Edwin Paredes appeals his conviction for child endangerment resulting in serious injury. The charges arose after his infant child was diagnosed with shaken-baby syndrome. Paredes claims that the district court erred in excluding hearsay statements made by the child's mother that she "may have" caused the baby's injuries. The court of appeals affirmed Paredes' conviction. For the reasons expressed below, we vacate the decision of the court of appeals, reverse the judgment of the district court, and remand the case for a new trial.

I. Background Facts and Prior Proceedings.

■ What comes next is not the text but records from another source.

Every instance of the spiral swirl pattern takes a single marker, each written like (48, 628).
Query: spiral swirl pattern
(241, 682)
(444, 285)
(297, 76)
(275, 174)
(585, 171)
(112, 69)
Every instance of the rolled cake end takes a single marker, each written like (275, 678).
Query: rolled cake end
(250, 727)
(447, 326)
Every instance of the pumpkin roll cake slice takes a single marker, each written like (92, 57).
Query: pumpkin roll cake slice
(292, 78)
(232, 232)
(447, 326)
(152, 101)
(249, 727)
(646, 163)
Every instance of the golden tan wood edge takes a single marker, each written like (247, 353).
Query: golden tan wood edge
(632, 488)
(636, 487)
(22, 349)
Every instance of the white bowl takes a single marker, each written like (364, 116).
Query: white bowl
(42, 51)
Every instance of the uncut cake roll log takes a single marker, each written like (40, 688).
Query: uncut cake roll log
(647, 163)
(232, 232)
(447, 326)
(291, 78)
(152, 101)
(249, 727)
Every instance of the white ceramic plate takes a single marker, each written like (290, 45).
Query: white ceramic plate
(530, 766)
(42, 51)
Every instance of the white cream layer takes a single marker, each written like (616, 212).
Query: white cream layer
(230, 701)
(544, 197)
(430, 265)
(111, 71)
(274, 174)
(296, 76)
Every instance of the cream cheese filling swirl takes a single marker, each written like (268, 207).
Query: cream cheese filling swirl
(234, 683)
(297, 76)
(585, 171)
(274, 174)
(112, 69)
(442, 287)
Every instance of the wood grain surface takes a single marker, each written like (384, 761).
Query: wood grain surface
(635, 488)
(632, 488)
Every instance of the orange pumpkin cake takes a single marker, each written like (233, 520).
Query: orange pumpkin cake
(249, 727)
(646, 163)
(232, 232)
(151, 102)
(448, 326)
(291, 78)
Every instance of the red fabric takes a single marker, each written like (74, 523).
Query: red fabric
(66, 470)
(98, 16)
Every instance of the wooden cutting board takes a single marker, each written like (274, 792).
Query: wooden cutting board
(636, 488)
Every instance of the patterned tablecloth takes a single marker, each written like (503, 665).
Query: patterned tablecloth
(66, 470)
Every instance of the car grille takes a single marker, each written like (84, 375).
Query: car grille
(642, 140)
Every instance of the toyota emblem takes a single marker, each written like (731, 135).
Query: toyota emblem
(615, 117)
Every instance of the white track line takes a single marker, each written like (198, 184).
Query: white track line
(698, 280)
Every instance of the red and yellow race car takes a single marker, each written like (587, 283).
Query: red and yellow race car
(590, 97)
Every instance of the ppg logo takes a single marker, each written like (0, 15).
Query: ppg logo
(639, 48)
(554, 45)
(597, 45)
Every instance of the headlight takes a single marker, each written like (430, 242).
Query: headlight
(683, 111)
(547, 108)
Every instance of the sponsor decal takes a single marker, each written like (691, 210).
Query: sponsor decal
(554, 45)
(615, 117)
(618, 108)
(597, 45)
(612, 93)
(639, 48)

Paredes and Cassidy Millard are the parents of a young infant. At the time of the events relevant to this proceeding, Paredes was twenty-four years old, Millard was sixteen years old, and the baby was two months old. The family was living in the home of Paredes' sister, Wendy Jimenez, in Coralville, Iowa.

After being seen by a physician on Saturday, April 23, 2005 for what appeared to be a routine ear infection, the baby's condition deteriorated. On Sunday, after consulting with the child's physician, Millard called for an ambulance to take the infant to a local hospital. Police officers arrived at the residence shortly thereafter. Upon arrival of the police officers, Paredes was defensive, asking the officers, "What are you doing here?" and declaring, "This is not a domestic." Paredes remained at home while Millard accompanied the child to the hospital.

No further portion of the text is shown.